En la página 49 de este brillante y particular ensayo puede leerse la razón última, las dos motivaciones postreras, que fundamentan y explican el presente volumen: "Así que cuando corrías para salvar la vida, huyendo de la masacre y del progromo, de la quema de hogares y sinagogas, eran los niños y los libros lo que te llevabas. Los libros y los niños". Quiere decirse que Los judíos y las palabras no es un ensayo sobre la secular y recurrente injuria padecida por el pueblo judío, sino, muy al contrario, sobre el modo en que se ha obrado su perduración; una perduración que, como se señala en la cita, vino sustentada en la tradición lectora de los judíos y en el propio concepto de tradición, de trasvase literal de unos conocimientos desde la generación adulta al párvulo relevo que habrá de suplirla.
En puridad, lo que aquí plantean Amos y Fania Oz, aplicado al ámbito de lo hebraico, es el tránsito de Sócrates a Platón, de la tradición oral a la palabra escrita, y las perdurables consecuencias de dicho fenómeno. A esto debe añadirse otra peculiaridad de la tradición judía que determina, en buena manera, el gran pensamiento del siglo XX. Nos referimos a la incesante, a la inagotable interpretación de la Torá (es decir, los textos recogidos en el Talmud), cuya característica más acusada es aquélla que podríamos llamar de glosa y comentario, y en suma, de remoción y análisis de lo fijado. Por un lado, pues, está la profunda literaturización de la cultura judía (los libros y los niños); y por otro, el vínculo necesario entre padres e hijos, entre rabinos y discípulos (los niños y los libros), para que dicha tradición mantenga su milenaria vigencia. Sin embargo, es el sentido crítico del talmudismo, la necesidad de precisar, de acotar y revelar el recto sentido de unos textos, lo que se transparece, no sólo en los autores de la Ilustración judía, la Haskalá de Heine, Mendelssohn y Lessing, sino el la obra vasta y crucial de Sigmund Freud, de Karl Marx, de Walter Benjamin, de Einstein, de Hannah Arendt, de Enmanuel Levinas y de cuantos dieron un rostro definitivo, y a veces amargo, a la modernidad. De hecho (y no debemos olvidar que los autores de estas páginas se declaran laicos), es probable que la profunda desacralización asociada a la modernidad, del XVIII en adelante, venga en estrecha relación con esta urgencia analítica, con esta secular costumbre judía de ponderar y contra-argüir que señalan como distintiva de su cultura Amos y Fania Oz.

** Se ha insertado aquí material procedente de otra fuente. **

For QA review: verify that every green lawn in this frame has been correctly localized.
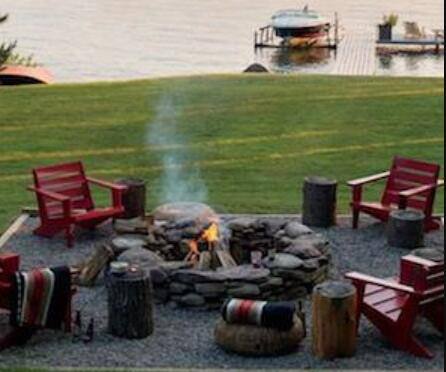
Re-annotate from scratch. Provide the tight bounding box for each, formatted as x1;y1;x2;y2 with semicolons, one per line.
0;75;444;231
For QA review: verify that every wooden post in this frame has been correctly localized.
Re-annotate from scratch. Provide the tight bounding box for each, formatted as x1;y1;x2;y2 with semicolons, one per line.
387;210;425;249
313;282;357;359
107;270;154;339
302;177;337;228
116;178;146;219
335;12;339;49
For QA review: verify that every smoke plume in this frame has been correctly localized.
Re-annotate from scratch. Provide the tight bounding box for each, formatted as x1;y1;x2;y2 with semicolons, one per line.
147;94;207;203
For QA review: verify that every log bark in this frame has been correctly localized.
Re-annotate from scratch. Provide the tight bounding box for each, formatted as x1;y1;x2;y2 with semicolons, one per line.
215;316;305;356
76;245;115;287
387;210;425;249
116;178;146;219
302;177;338;228
312;282;357;359
107;271;154;339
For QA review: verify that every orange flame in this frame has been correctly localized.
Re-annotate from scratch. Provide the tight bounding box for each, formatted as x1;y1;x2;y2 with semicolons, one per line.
186;222;219;265
201;222;218;243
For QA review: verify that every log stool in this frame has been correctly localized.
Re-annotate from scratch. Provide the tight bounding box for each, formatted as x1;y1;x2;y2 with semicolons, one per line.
107;270;154;339
215;316;305;357
387;210;425;249
116;178;146;220
302;177;338;228
313;282;357;359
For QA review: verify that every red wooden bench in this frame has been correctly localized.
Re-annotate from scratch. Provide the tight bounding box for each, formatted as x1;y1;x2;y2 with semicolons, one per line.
348;157;444;231
29;162;126;247
346;256;444;358
0;253;76;350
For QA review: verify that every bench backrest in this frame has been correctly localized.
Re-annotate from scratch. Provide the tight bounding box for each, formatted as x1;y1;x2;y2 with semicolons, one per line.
381;157;441;216
400;255;444;296
33;162;94;218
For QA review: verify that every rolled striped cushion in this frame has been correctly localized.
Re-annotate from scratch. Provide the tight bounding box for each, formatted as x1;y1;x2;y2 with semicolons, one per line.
10;267;71;329
222;299;296;330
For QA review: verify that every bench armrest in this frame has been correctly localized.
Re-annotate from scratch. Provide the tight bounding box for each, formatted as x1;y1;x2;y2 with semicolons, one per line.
399;180;444;199
398;180;444;209
347;171;390;187
28;186;72;218
87;177;128;208
87;177;127;191
28;186;70;203
345;272;416;294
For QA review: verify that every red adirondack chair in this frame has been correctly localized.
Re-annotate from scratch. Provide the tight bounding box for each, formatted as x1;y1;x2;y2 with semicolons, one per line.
346;256;444;358
348;157;444;231
0;253;76;350
28;162;126;247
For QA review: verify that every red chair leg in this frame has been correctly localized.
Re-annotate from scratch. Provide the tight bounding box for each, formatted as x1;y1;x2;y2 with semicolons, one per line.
423;302;444;335
407;337;434;359
353;207;360;230
65;225;74;248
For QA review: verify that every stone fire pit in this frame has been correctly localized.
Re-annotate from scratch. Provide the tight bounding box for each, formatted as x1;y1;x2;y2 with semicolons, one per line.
113;203;330;309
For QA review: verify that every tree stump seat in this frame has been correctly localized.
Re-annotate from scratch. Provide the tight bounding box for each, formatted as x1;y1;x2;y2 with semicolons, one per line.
313;282;357;359
215;316;305;357
107;270;154;339
302;177;338;228
387;210;425;249
116;178;146;220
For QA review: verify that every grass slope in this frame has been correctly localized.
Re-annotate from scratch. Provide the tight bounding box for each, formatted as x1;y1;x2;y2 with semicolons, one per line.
0;76;444;230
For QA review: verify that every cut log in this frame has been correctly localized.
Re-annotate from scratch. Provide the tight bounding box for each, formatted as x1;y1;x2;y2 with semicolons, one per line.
116;178;146;219
216;249;237;269
313;282;357;359
197;252;212;271
107;271;154;339
77;244;115;287
387;210;425;249
302;177;338;228
215;316;305;356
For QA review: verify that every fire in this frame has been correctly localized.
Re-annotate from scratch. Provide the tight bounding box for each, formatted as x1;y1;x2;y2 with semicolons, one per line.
185;222;220;265
200;222;219;243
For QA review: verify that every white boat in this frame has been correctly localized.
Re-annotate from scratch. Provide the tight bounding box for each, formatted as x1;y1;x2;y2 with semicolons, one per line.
271;6;330;39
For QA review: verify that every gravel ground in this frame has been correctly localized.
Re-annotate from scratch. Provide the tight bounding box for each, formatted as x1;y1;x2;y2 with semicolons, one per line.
0;215;444;370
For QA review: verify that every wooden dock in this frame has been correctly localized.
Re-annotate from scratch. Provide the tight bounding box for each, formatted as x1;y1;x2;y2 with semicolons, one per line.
376;38;444;53
331;32;376;76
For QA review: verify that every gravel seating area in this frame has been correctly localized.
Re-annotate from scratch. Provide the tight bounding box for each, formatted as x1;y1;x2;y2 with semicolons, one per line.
0;218;444;370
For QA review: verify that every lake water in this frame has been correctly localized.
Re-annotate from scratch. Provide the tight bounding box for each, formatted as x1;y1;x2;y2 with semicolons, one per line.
0;0;444;81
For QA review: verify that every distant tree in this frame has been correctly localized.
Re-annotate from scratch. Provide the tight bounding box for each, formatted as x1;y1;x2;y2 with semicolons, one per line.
0;14;36;67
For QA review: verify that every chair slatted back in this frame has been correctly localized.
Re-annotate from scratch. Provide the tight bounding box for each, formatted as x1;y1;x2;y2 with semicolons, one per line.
33;162;94;219
400;255;444;296
381;157;441;216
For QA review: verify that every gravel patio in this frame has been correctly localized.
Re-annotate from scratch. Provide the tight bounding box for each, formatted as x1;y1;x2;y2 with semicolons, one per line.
0;218;444;370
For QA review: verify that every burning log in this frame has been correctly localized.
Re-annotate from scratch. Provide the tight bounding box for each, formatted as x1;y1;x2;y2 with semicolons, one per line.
185;222;237;270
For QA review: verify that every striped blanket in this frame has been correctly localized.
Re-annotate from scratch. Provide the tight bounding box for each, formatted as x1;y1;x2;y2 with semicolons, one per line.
222;299;296;331
10;267;71;329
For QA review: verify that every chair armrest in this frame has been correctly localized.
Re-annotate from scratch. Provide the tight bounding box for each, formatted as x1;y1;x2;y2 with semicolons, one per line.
345;272;416;294
28;186;71;218
399;180;444;199
347;171;390;187
87;177;127;191
87;177;128;208
28;186;70;203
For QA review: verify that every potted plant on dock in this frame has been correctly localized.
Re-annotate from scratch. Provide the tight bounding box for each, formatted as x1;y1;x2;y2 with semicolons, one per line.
378;13;399;41
0;14;53;85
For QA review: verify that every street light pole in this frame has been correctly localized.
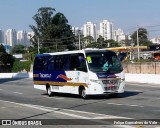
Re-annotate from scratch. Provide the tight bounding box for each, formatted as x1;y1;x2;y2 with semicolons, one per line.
38;38;39;54
137;25;140;60
78;30;81;50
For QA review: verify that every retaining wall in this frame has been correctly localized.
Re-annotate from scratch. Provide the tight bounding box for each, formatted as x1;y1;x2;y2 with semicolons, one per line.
0;73;160;85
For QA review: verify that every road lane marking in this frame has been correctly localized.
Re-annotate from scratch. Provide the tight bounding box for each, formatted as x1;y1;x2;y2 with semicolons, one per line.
125;90;143;92
107;103;144;108
43;96;64;100
13;92;23;95
126;83;160;88
0;100;133;119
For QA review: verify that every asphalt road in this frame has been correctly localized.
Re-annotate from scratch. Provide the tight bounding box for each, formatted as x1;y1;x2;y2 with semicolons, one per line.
0;79;160;127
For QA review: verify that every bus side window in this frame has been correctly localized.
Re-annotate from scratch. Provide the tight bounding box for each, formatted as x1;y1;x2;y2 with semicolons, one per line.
48;56;54;71
70;54;87;72
78;54;87;72
34;57;47;71
70;54;78;70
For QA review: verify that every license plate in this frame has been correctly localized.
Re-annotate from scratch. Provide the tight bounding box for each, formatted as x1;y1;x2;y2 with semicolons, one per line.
105;84;117;91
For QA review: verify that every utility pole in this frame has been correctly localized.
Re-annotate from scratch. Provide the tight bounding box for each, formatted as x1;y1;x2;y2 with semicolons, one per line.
78;30;81;50
137;25;140;60
38;37;40;54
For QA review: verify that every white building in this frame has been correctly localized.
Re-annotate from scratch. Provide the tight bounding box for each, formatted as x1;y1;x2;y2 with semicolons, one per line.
27;32;34;47
113;29;126;42
83;22;97;41
5;29;17;46
150;37;160;44
99;20;113;40
0;29;5;44
17;30;28;46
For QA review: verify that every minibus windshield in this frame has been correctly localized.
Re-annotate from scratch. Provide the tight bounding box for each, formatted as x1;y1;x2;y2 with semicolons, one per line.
86;51;123;73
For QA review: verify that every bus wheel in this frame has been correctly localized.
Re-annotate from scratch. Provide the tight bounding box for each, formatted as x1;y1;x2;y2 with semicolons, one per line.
46;85;53;97
79;86;88;99
109;93;118;98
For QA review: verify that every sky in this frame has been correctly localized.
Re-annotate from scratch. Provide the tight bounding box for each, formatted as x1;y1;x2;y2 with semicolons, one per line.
0;0;160;37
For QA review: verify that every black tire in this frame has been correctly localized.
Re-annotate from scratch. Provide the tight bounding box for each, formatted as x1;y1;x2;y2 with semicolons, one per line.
46;85;53;97
79;87;88;99
109;93;118;98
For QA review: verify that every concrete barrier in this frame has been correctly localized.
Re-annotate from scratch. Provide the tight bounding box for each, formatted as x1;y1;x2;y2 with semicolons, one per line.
0;72;160;85
0;72;33;79
125;73;160;85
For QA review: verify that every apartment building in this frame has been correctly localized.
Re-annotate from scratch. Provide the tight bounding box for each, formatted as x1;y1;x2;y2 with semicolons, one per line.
83;22;97;41
5;29;17;46
99;20;113;40
113;29;126;42
17;30;28;46
0;29;5;44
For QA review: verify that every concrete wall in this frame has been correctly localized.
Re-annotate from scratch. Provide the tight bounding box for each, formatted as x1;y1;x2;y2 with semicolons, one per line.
123;62;160;74
0;73;33;79
0;73;160;85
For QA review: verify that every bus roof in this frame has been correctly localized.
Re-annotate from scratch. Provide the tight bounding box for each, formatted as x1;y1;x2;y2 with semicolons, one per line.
36;48;113;56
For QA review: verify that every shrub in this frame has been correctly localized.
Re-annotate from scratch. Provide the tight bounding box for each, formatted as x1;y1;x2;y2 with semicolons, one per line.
12;59;32;72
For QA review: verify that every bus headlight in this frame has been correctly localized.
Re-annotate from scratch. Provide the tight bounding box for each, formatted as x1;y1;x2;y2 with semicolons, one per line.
90;79;101;84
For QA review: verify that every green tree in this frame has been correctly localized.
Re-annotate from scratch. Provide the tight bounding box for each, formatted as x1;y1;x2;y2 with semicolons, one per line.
104;39;120;47
12;44;27;54
131;28;152;46
30;7;75;52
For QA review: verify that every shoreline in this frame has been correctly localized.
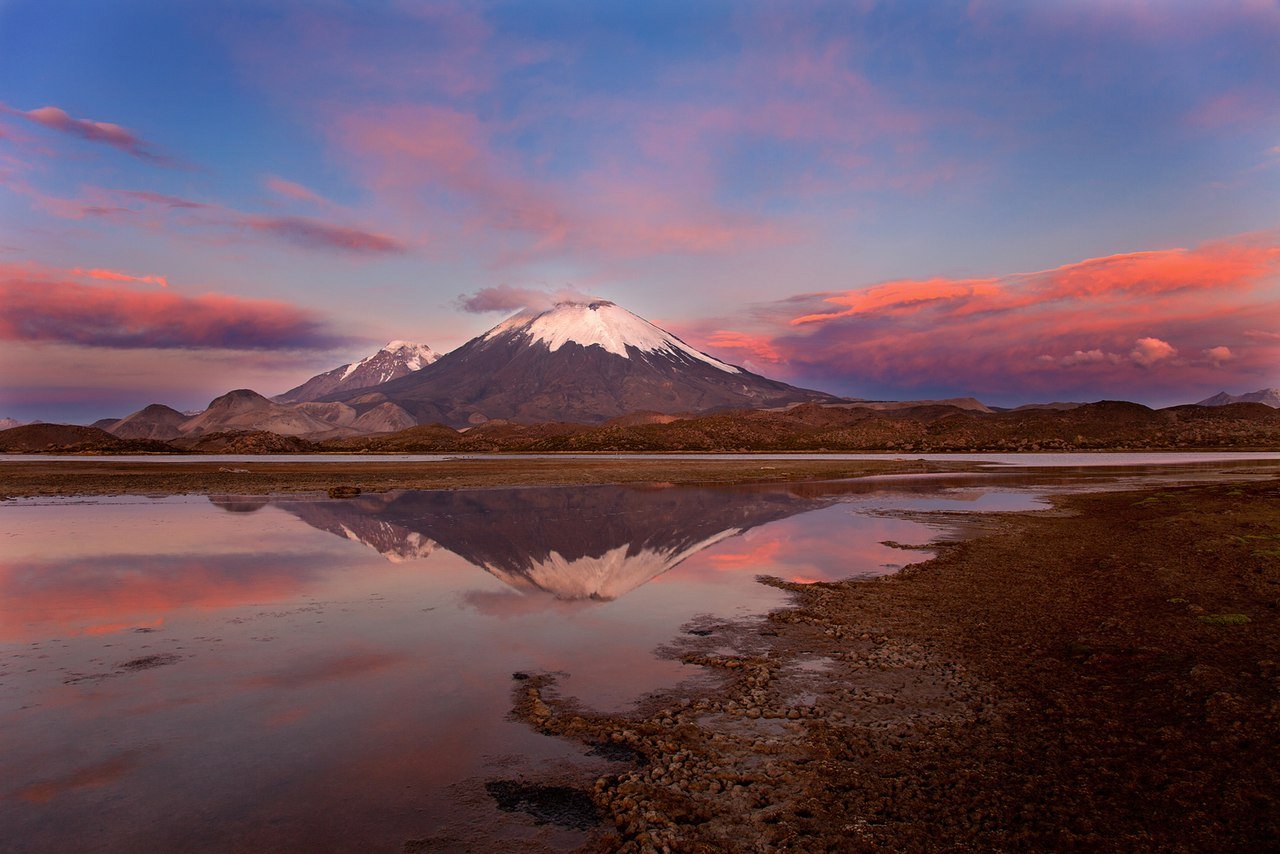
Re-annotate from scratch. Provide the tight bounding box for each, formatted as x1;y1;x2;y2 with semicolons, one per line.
513;476;1280;850
0;452;1280;501
0;457;967;498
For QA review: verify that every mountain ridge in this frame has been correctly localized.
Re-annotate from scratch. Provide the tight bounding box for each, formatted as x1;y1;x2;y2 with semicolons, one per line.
271;341;440;403
321;300;841;426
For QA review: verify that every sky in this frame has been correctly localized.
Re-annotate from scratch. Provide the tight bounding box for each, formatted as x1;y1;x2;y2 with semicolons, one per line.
0;0;1280;423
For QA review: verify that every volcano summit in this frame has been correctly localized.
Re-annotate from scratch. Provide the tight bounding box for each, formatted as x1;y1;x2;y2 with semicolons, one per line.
323;300;837;426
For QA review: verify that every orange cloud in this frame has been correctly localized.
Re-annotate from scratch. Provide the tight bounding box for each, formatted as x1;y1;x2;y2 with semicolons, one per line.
68;268;169;288
262;175;329;205
695;226;1280;402
0;266;340;350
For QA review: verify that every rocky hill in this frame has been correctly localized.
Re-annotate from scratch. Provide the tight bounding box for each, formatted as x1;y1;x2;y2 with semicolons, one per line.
321;300;840;428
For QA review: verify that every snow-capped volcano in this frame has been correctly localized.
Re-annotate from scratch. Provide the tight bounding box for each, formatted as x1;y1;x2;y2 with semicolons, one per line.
271;341;440;403
324;300;836;426
484;300;741;374
1198;388;1280;408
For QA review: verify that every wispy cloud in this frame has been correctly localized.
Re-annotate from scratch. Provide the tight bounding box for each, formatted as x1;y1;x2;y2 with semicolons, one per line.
262;175;332;205
29;187;408;256
68;268;169;288
0;269;347;350
242;216;407;255
694;232;1280;398
457;284;593;314
4;106;177;166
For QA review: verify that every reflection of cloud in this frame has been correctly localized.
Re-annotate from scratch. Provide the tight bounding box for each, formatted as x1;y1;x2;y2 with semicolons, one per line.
13;750;143;804
273;487;823;612
246;652;410;688
462;590;590;618
0;552;335;639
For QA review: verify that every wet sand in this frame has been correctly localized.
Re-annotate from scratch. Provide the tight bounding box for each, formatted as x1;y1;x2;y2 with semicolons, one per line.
0;457;962;498
513;478;1280;851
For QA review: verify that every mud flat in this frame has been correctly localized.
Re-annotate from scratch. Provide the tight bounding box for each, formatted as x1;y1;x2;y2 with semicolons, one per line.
513;476;1280;851
0;457;962;498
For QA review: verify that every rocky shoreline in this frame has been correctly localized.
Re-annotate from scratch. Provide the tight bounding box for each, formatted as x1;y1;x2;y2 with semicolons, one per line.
0;456;962;498
513;478;1280;851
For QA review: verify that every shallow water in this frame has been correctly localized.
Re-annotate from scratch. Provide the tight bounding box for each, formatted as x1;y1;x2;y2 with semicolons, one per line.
0;471;1269;851
0;451;1280;467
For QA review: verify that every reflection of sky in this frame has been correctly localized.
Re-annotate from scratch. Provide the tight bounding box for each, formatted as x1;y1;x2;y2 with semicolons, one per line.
0;483;1023;850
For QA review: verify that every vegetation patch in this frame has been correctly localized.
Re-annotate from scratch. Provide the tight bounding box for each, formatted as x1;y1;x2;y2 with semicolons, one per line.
1198;613;1253;626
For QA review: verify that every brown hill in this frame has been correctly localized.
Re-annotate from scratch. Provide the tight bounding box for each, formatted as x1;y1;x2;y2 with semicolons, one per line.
314;401;1280;453
0;424;173;453
102;403;189;439
182;388;356;437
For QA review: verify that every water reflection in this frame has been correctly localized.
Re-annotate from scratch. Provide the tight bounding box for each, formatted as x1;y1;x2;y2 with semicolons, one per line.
262;485;829;602
10;474;1264;851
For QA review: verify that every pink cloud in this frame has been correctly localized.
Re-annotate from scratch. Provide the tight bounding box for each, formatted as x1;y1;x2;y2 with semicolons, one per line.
337;105;780;257
691;232;1280;399
262;175;329;205
241;216;408;255
29;187;408;256
0;268;343;350
1203;347;1233;367
457;284;594;314
9;106;173;165
68;268;169;288
1129;338;1178;367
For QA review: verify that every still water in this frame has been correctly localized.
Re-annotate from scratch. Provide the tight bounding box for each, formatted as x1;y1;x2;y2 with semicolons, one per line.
0;472;1274;851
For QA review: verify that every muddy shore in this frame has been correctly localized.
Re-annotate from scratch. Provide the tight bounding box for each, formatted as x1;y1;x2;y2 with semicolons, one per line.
513;478;1280;851
0;457;980;498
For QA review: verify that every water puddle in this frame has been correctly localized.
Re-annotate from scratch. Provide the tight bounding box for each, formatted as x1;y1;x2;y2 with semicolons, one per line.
0;474;1269;851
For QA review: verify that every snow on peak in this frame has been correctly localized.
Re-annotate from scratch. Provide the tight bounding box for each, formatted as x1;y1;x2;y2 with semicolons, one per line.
339;341;440;382
381;341;440;370
484;300;740;374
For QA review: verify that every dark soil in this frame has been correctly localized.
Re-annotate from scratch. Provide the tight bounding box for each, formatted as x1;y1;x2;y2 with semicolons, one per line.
515;479;1280;851
0;457;962;498
484;780;600;830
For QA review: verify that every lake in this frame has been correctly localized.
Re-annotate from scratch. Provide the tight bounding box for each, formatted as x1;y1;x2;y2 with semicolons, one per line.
0;463;1274;851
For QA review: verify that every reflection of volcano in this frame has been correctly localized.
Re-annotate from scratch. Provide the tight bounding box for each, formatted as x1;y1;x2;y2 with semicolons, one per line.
273;487;826;599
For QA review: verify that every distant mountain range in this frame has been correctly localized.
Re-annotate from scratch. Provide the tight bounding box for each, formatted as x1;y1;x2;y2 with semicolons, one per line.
1199;388;1280;408
0;392;1280;455
82;300;839;440
10;300;1280;453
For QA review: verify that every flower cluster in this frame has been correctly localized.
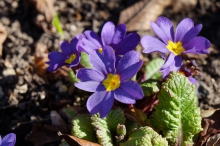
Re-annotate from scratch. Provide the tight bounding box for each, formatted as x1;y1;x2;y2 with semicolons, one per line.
0;133;16;146
47;17;210;118
141;17;210;81
75;46;143;118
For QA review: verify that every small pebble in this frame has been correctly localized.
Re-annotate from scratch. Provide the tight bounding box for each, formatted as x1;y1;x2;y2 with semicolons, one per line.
59;85;68;93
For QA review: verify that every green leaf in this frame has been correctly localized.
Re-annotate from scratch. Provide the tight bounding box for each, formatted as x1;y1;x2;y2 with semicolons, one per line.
91;114;113;146
52;13;63;35
72;115;97;142
120;126;168;146
80;52;92;68
106;108;125;131
141;80;160;96
145;58;164;80
150;73;202;146
91;108;125;146
68;70;79;83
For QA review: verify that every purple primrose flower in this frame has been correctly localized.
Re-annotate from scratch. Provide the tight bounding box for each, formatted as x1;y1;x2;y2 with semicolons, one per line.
75;46;144;118
79;21;140;55
141;17;210;77
47;36;81;72
0;133;16;146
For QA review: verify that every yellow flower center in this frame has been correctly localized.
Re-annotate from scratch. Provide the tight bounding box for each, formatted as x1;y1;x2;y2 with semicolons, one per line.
98;48;102;54
166;41;185;56
102;74;120;91
65;54;76;64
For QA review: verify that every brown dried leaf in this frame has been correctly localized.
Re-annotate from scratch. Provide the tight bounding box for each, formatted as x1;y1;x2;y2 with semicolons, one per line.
206;133;220;146
196;110;220;146
119;0;173;31
173;0;198;13
0;23;8;59
58;132;101;146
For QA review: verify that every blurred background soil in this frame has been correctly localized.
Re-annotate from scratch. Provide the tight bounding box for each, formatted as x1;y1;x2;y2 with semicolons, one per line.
0;0;220;146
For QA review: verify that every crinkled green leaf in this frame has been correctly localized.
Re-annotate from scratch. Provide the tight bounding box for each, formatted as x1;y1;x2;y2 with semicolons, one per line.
120;126;168;146
106;108;125;131
52;13;63;35
150;73;202;146
68;70;79;83
145;58;164;80
91;114;113;146
80;52;92;68
72;115;97;142
141;80;160;96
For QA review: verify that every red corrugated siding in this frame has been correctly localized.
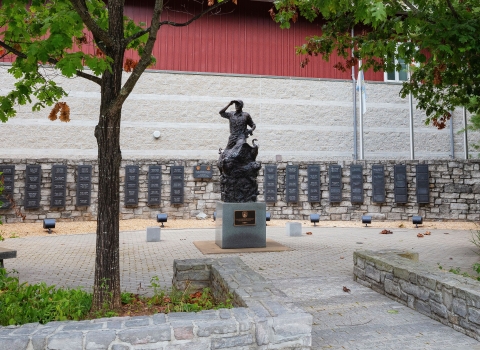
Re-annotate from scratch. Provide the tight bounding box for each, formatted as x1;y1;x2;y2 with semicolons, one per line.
0;0;383;81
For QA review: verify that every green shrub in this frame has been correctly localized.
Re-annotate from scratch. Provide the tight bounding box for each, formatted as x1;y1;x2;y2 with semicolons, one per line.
0;269;92;326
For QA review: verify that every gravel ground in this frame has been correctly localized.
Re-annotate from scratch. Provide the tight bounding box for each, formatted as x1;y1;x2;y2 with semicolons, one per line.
0;218;480;239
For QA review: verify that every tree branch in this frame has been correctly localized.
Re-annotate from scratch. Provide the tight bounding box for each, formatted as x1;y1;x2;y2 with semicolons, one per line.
123;27;150;46
0;41;102;85
71;0;113;46
447;0;460;19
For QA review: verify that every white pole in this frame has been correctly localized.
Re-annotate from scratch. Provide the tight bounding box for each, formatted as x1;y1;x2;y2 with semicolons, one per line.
358;60;365;160
463;107;468;159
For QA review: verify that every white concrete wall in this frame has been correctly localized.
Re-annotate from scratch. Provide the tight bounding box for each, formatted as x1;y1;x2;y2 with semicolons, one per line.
0;65;479;161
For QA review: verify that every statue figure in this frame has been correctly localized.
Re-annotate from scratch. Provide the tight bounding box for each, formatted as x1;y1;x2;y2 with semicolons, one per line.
217;100;261;203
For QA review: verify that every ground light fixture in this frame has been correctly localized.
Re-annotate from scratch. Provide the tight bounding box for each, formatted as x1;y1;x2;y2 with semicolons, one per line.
310;214;320;226
412;216;423;228
362;215;372;227
157;214;167;227
43;219;55;234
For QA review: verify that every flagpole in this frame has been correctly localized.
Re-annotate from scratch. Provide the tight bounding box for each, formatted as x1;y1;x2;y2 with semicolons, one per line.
408;68;415;160
358;60;365;160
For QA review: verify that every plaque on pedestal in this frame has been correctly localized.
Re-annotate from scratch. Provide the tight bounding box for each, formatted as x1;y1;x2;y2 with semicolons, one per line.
264;165;277;203
328;165;342;203
417;164;430;203
77;165;92;207
350;165;363;203
148;165;162;205
307;165;321;203
394;165;408;203
0;165;15;209
215;201;267;249
23;165;42;209
372;164;385;203
50;165;67;208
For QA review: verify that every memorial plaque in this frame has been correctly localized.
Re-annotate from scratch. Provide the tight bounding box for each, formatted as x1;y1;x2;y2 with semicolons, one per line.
417;164;430;203
285;165;298;203
0;165;15;209
148;165;162;205
170;166;185;204
307;165;321;203
23;165;42;209
193;165;213;179
125;165;138;207
350;165;363;203
372;164;385;203
77;165;92;207
50;165;67;208
328;165;342;203
393;165;408;203
263;165;277;203
233;210;255;226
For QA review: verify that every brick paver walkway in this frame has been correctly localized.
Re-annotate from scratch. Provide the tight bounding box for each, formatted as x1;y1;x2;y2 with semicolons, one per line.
1;226;480;350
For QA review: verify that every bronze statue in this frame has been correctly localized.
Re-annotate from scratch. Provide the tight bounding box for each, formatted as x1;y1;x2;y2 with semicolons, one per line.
217;100;261;203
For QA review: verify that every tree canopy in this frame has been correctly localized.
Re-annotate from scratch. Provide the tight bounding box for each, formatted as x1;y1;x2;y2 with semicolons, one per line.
0;0;232;310
271;0;480;128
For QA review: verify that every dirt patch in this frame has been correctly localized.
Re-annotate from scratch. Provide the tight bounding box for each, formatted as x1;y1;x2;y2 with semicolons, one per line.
0;218;480;239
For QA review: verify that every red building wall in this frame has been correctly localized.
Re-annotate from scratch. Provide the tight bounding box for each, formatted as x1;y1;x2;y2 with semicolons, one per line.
0;0;383;81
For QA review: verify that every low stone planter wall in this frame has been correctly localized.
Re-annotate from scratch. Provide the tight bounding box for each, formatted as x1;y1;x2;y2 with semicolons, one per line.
353;250;480;341
0;258;313;350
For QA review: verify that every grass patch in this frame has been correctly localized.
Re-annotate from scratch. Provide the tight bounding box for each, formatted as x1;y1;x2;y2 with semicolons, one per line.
0;269;233;326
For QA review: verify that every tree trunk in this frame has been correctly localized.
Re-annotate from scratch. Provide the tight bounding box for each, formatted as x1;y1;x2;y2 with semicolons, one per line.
92;9;125;310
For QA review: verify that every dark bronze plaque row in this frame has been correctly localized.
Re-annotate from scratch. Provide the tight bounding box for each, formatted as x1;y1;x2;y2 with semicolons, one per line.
193;165;213;179
24;165;42;209
307;165;321;203
170;166;185;204
350;165;363;203
328;165;342;203
372;164;385;203
393;165;408;203
264;165;277;203
148;165;162;205
416;164;430;203
0;165;15;209
285;165;298;203
125;165;138;206
77;165;92;207
50;165;67;208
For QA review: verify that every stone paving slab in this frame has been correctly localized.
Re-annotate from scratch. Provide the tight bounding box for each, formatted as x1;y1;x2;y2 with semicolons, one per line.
2;226;480;350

En este sentido -y sólo en este- cabe darle la razón a Harold Bloom cuando dice que el psicoanálisis es una "ciencia judía". Judía en cuanto que eminentemente interpretativa, y por lo tanto, más susceptible de ser inventada por un judío secularizado que por un gentil ateo. No obstante lo cual, y en contra de lo afirmado por Bloom, el psicoanálisis vino a revelar las poderosas fuerzas que operan en la intimidad del hombre -de cualquier hombre-, y el hecho de su universal aceptación, de su desmesurado éxito desde el albor del XX, no hace sino atestiguar la verdad de la intuición del terapeuta austriaco. Y es precisamente a esta universalidad de lo judío, a cuanto hay de humano, de justo, de conmovedor en la cultura hebrea, a lo que van dedicadas la mayor parte de estas páginas. Páginas, repito, que lejos de detenerse en los episodios más deplorables y monstruosos de la historia judía, se agavillan en torno a dos magnitudes luminosas: el amor y el humor, el estrecho vínculo familiar y la desinhibida relación de los judíos con su dios y consigo mismos. En prueba de ello se cita a los hermanos Marx y a Woody Allen, del cual se reproduce la siguiente frase: "No sólo no hay Dios, sino que vete a conseguir un fontanero en los fines de semana".
Libro inteligente y cordial, Los judíos y las palabras es también un libro "anti-genético". Para los autores de estas páginas, lo judío es, sencillamente, una decantación cultural, una costumbre de siglos; nunca un débito ancilar o una rémora sanguínea. Sin olvidar las horas de oprobio, se celebran aquí tanto la tradición asumida como la singularidad afectiva. Tradición y afectividad de la que ambos, padre e hija, se presentan como continuadores y partícipes.